そんな姉に比べて私は平凡で、鈍くさかった。
頭も良くなくて、見る者が思わず見とれてしまうような美しい容姿でもなかった。
だから両親が、そんな私より姉達を贔屓してしまうのは仕方のない事だったのかもしれない。
けれど、そこでほんの少しでも、その贔屓を申し訳ないと思っている家族がいたならば、まだマシだっただろう。

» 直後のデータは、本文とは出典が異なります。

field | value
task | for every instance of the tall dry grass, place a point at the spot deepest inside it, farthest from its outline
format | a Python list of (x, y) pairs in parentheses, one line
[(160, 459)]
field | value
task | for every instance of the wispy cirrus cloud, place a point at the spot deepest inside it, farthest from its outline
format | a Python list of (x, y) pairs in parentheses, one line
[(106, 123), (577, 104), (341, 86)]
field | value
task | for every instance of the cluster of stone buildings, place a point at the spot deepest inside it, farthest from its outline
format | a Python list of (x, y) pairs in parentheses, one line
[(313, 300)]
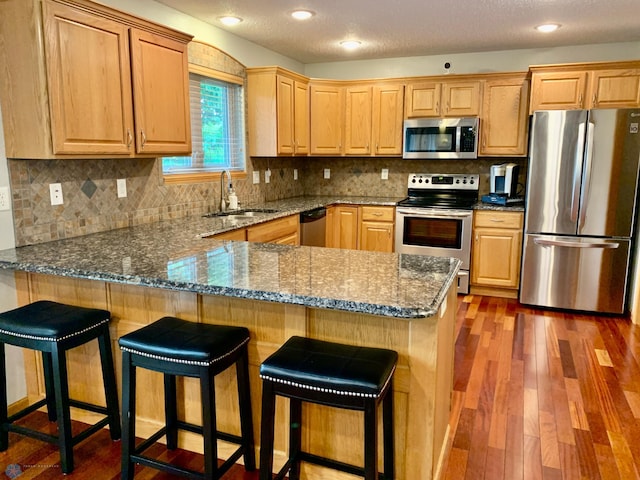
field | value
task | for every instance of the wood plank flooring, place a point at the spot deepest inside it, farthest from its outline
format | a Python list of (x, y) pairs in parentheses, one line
[(537, 395)]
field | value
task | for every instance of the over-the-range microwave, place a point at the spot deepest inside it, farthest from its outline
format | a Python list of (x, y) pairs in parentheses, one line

悪の芽が出たとしても、それはほんの小さなものだったに違いない。
けれど、そこには贔屓を当然のように思う家族がいるだけだった。
孤独を感じた私は、順調に悪の芽を育んでいった。
私は、家族の傍に居場所を求めなくなった。
勉強の為につけられた家庭教師も、ことあるごとに姉達と自分を比べてくる。
どうしてできない。
姉はすばらしいのに、どうして同じ血を引いている妹はできない。
できないのは、才能がないからだ。努力してないからだ。
なまけもの。やくたたず。できそこない。
時間をかけるだけ無駄だ。
無駄な事に、手を煩わせないで
その分、姉達に時間を使った方がまだまし。
そう事あるごとになじってきた。
家の者はみんな姉贔屓。
使用人もだ。
だから、その頃の私に相談できるものなどいなかった。
最初は一生懸命に努力していたけれど、すぐに諦めるようになった。
だから、貴族の社交界に居場所を求めた。
友達を作ろうとした。
でもそこは、できそこないである私をなじって、優越感を味わいたい者達ばかりだった。
結局、そこでも同じことの繰り返しだった。
姉と比べられる毎日だった。
私は、孤独な少女時代を過ごした。